Рафаэль Сабатини
Меч Ислама. Псы Господни. Черный лебедь (сборник)
Rafael Sabatini
THE SWORD OF ISLAM
First published in 1939
THE HOUNDS OF GOD
First published in 1928
THE BLACK SWAN
First published in 1932
Copyright © Action Medical Research, Cancer Research UK and Royal National Institute for the Blind
This edition published by arrangement with A. P. Watt at United Agents LLP and The Van Lear Agency LLC
© А. Шаров (наследники), перевод, 2015
© Л. Биндеман, перевод, 2015
© И. Алчеев, перевод, 2015
© Издание на русском языке, оформление. ООО «Издательская Группа „Азбука-Аттикус“», 2015
Издательство АЗБУКА®
* * *
Меч Ислама
Перевод А. Шарова
На расстоянии ружейного выстрела от берега, в том самом месте, где гладкая как зеркало вода из изумрудной становилась сапфировой, сонно стоял на якорях длинный ряд галер с парусами, вяло поникшими в неподвижном мареве августовского полудня.
Именно с этой позиции Андреа Дориа и следил за заливом от скалистого мыса Портофино на востоке до далекого Капе-Мелле на западе, перекрывая таким образом все морские подходы к Великой Генуе, в сияющем мраморном великолепии поднимающейся террасами в объятиях окружающих ее гор.
В тылу длинного ряда кораблей расположилась теперь уже ставшая вспомогательной эскадра из семи папских судов. Богато украшенные и позолоченные от носа до кормы, они несли на своих топ-мачтах папские флаги: на одном – ключи святого Петра, на другом – регалии дома Медичи, к которому принадлежал его святейшество. По каждому из красных бортов располагались наклоненные к корме и чуть приподнятые вверх тридцать массивных весел, длиной тридцать шесть футов каждое, похожие сейчас на гигантский, наполовину сложенный веер.
В шатре – так называлась роскошная папская каюта у самой последней галеры, в сибаритской обители, увешанной коврами и сверкающими восточными шелками, восседал папский капитан, тот самый Просперо Адорно, мечтатель и боец, солдат и поэт. Поэты ценили его как великого воина, тогда как воины видели в нем великого стихотворца. Обе стороны утверждали истину, и только зависть заставляла их облекать свои утверждения в подобную форму.
Как поэт Просперо жив и взывает к нам из «Лигуриады», бессмертной эпической песни морю, предмет которой провозглашен в ее первых строках:
Io canto i prodi del liguro lido,
Le armi loro e la lor’ virtu[1].
Как солдат он, пожалуй, достиг таких высот славы, каких никогда не достигали другие поэты в своих военных свершениях. Будучи тридцатилетним ко времени блокады Генуи, он уже прославился как морской кондотьер[2]. Четыре года назад в сражении при Гойалатте его искусство и отвага спасли великого Андреа Дориа от рук анатолийца Драгут-рейса, прозванного за свои подвиги Мечом Ислама.
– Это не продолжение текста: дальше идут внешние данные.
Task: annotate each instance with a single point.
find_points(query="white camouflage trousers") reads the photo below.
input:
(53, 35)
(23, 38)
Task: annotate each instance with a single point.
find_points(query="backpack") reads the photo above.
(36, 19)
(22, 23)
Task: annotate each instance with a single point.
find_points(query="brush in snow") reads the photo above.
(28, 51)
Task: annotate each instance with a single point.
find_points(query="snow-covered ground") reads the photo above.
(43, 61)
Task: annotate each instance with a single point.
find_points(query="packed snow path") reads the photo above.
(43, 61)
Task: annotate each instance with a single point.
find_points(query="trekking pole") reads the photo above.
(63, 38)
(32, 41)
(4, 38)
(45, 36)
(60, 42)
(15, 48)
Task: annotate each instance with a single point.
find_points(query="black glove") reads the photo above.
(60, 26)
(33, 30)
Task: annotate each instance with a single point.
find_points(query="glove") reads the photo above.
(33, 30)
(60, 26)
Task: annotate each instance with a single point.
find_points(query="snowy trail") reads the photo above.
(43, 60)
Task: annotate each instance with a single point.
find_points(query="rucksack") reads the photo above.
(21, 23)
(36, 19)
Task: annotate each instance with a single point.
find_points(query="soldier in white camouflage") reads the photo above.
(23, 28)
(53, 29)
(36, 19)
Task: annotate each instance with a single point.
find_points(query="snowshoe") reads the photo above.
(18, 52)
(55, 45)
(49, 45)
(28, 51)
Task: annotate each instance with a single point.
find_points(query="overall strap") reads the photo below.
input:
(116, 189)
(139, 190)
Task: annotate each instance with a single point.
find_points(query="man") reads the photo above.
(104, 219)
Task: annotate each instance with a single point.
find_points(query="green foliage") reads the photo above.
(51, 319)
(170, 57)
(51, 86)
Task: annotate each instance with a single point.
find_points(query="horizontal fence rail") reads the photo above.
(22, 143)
Слава его, как человека, спасшего христиан от надвигающегося поражения, облетела Средиземноморье, будто мистраль, и поэтому впоследствии, когда Дориа перешел на службу к королю Франции, именно Просперо Адорно был с ним в качестве первого капитана папского флота.
Теперь же, когда его святейшество вступил в альянс с Францией и Венецией против императора, чьи армии поразили мир разграблением Рима в мае 1527 года, Андреа Дориа, как адмирал короля Франции и первый мореплаватель своего времени, стал верховным главнокомандующим союзным флотом; и таким образом Просперо Адорно вновь оказался на службе под началом Дориа. Это поставило его в двусмысленное положение, заставив поднять оружие против республики, где его отец был дожем. Однако в действительности целью кампании было избавление стонущей Генуи от императорского ига, а блокады, в которой участвовали его галеры, – восстановление независимости его родины и изменение статуса его отца, которому надлежало из марионеточного правителя превратиться во влиятельного владыку.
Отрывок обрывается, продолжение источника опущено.